Currently, running it on virtual machines (classic) is fine for debugging/testing. On Monday we should be capable of pushing big data through our chain -> scalability necessary -> Web app on linux (preview) for scaling out

@kordianbruck
Copy link
Contributor

kordianbruck commented Apr 7, 2017

So basically we have two options here:

  1. Setup an automated way to create static VMs and initialize them with the Dockerfile using cloud-init
  2. Using the auto scaling feature of azure

From what I gather the relationship group will scale by having distinct subsets of workloads. Meaning VM 1 gets WET files 1-100, VM 101-200, etc. Is my assumption correct? How does this distribution work for auto scaling?

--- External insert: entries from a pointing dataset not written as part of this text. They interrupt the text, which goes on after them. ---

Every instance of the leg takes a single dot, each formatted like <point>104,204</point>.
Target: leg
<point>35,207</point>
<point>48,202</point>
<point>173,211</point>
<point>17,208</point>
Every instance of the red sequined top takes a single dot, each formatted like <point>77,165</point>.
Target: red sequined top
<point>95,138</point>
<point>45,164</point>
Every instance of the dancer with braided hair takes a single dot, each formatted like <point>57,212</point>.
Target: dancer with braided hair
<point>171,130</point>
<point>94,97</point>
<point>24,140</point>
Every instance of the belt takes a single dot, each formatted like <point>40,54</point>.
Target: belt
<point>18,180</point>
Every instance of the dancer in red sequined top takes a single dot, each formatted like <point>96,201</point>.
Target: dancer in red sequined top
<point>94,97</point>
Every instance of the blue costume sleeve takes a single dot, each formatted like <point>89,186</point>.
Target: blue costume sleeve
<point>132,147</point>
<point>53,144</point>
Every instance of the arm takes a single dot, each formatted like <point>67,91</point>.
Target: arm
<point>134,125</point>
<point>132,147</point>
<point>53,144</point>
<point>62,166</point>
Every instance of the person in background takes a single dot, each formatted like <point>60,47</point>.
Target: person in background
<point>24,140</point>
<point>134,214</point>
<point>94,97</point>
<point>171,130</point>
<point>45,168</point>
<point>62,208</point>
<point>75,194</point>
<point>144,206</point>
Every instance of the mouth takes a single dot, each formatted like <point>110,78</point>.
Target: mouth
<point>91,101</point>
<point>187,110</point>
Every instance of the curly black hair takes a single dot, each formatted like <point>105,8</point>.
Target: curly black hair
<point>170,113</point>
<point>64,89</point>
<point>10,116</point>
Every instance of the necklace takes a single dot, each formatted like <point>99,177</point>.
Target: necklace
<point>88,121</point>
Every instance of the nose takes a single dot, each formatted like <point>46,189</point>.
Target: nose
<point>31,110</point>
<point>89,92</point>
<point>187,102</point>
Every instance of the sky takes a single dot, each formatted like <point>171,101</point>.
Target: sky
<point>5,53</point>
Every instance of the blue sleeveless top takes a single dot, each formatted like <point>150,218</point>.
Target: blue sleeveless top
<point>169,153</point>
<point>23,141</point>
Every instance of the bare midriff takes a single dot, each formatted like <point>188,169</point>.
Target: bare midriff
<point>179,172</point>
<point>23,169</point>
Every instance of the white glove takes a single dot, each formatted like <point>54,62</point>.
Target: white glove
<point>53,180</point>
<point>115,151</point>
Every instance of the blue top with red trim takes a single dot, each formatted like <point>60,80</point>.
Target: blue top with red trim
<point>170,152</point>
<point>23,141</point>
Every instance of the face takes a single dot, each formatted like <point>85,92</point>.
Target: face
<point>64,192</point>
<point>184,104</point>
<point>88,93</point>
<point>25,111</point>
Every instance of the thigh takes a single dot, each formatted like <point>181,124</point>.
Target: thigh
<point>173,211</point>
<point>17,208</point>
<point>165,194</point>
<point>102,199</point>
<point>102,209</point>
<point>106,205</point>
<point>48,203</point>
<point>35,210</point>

ENV vars?

Second point of interest: Some algorithms run faster than others, can both methods adapt to that?

Third point: is there a limit for auto scaling (yes, I think its 20 - please confirm)

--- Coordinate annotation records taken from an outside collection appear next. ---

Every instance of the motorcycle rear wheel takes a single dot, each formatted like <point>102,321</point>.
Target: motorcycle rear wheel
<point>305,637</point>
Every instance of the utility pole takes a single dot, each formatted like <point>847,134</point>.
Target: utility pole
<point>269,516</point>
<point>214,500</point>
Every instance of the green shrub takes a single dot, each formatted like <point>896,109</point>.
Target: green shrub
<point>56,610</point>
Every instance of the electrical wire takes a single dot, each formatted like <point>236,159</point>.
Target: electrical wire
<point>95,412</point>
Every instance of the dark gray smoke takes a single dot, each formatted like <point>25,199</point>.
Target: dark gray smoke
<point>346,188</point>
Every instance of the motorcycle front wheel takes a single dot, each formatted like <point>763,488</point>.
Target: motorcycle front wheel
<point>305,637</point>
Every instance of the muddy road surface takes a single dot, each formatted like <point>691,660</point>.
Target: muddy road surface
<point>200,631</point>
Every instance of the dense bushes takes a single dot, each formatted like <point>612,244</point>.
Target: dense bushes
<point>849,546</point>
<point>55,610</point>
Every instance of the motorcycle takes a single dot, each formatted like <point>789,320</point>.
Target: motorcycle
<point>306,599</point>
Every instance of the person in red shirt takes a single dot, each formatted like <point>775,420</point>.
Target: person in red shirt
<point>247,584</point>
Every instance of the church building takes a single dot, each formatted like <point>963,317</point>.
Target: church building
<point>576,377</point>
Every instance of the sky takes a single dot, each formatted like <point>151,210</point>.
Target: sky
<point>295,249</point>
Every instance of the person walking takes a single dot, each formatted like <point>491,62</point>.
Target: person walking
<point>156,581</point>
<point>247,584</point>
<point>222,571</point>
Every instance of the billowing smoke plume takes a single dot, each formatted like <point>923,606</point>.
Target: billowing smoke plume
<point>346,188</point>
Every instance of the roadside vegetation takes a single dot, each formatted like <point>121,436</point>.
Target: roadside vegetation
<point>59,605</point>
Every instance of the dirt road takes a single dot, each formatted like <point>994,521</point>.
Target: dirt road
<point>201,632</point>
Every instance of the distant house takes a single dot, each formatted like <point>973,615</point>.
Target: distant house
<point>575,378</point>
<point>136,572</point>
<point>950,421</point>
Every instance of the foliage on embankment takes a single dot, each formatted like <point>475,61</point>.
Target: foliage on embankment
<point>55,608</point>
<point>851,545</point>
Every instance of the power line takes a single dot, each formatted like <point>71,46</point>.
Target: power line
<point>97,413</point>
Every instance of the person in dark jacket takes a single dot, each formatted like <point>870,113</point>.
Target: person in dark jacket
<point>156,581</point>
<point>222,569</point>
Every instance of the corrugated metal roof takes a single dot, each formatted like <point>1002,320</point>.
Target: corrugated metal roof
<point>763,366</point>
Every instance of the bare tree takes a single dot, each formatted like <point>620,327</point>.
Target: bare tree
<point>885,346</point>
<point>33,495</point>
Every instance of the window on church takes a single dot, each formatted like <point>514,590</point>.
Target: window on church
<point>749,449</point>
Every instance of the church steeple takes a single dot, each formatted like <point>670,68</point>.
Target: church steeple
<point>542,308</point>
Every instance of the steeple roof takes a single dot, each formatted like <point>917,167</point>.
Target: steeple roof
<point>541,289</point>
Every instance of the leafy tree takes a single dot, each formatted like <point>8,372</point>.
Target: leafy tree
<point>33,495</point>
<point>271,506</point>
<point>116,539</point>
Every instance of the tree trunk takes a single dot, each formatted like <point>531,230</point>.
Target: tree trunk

Fourth point: we need to have a intermediate NodeJS doing authentication before starting the algorithm

@ansjin
Copy link
Member

ansjin commented Apr 7, 2017

The problem here I am facing is that our algorithms use Java underneath and I was not able to find a way to use them with the Web App Linux(Preview). I tried using the docker container image to it but it seems to be not working. Here https://docs.microsoft.com/en-us/azure/app-service-web/app-service-linux-intro also they have not written anything about running a java app.

But with the same image if I use on the Linux VM it works fine. I have mailed them about this lets see what they reply.

About other things :

Currently our plan is to have different algorithms running on different VMs and one VM for the main application(get the WET file, parse them, pass it to algorithms and store back the results to DB).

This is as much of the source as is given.